Sand got to work. But by 1992, he had still managed to produce only seven of the 11 oils. Then came a breakthrough: Vendyl Jones-the American Baptist pastor-turned-archaeologist who claims to be the inspiration for Steven Spielberg’s movie hero Indiana Jones-discovered an underground container filled with 600 kilos of strange red material at a cave near Qumran, by the Dead Sea.
Jones, who was ejected from the site when his Israel Antiquities Authority digging license expired, published a chemical analysis of the red powder-to support his claim that it was none other than the secret Temple incense. Using that analysis, with what he calls “fair certainty,” Sand moved from seven ingredients to 10.
It was an emotional moment for him and Prager. “I rubbed the oil into my beard and pe’ot [sidelocks], Prager recalls, in an interview at his apartment/office in Jerusalem. “I ran to the Kotel [Western Wall] as fast as I could. I wiped my face across the stones of the Wall, and whispered to them ‘Do you remember-do you remember this smell?'”
BUT WHILE SAND HAD 10 INGREDIENTS, he was still stumped by the tziporen. And he remained stumped until he came upon Prof. Zohar Amar, of the land of Israel Studies Department at Bar-Ilan University, author of a recent pamphlet on the specific subject of that mystery ingredient, and of a forthcoming book on the incense. Cloves are a nonstarter, Amar has ruled. “They only came to this region in the Middle Ages,” a millennium after the destruction of the Second Temple, he told The Report.
Instead, Amar has now identified tziporen as the “operculum”-the fingernail-shaped trap-door at the entrance to the shell of a sea snail. Improbable though this may sound, the opercula of sea snails-in English referred to as “Devil’s Claw”-have in fact been ground down and used as a fragrance since ancient times. Indeed, Amar has established, such a fragrance is still for sale in the bazaars of Turkey today. (This isn’t the first time that modern scholars have posited the use of snail content in ritual concoctions: For almost a decade, P’til Tekhelet, a Jerusalem-area company, has been producing the blue dye prescribed in the Bible for one thread of the tzitzit, using an extract from the gland of the murex trunculus, a snail indigenous to the northern Israeli coastline.)

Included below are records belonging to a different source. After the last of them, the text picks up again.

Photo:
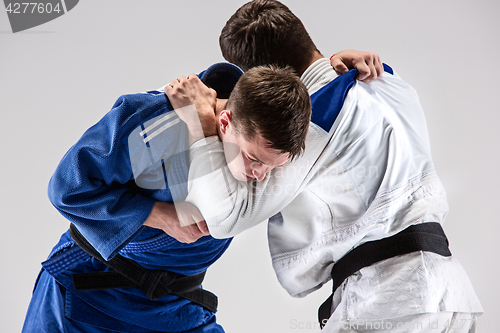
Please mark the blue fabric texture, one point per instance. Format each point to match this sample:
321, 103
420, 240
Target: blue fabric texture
94, 187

Relying on ancient Greek and Latin texts, Amar has narrowed the search from the tziporen to two species of sea snail found in the Red Sea and the Indian Ocean, Murex anguliferus and Strombus lentiginosus.
Using clove rather than the snail-shell extract, Sand has already blended together a sample mix of all 11 fragrances. A transparent oil, it initially smells like a rather exotic furniture polish, but the scent is truly subtle, its ingredients gradually making themselves apparent, and its deeper, intricate mixture of fragrances tingles in the nose for some time.
Now he’s waiting anxiously for the “genuine” eleventh ingredient-although he and Prager are cagey as to whether they’ll manufacture the final product in commercial quantities. Sand stresses that, because he is producing an oil rather than the incense, the concoction will not bestow prophetic powers on those who smell it. But he does emphasize, and there’s the passion of a 15-year quest in his eyes as he says this, that he does believe the scent will boost the effort to rebuild the Temple.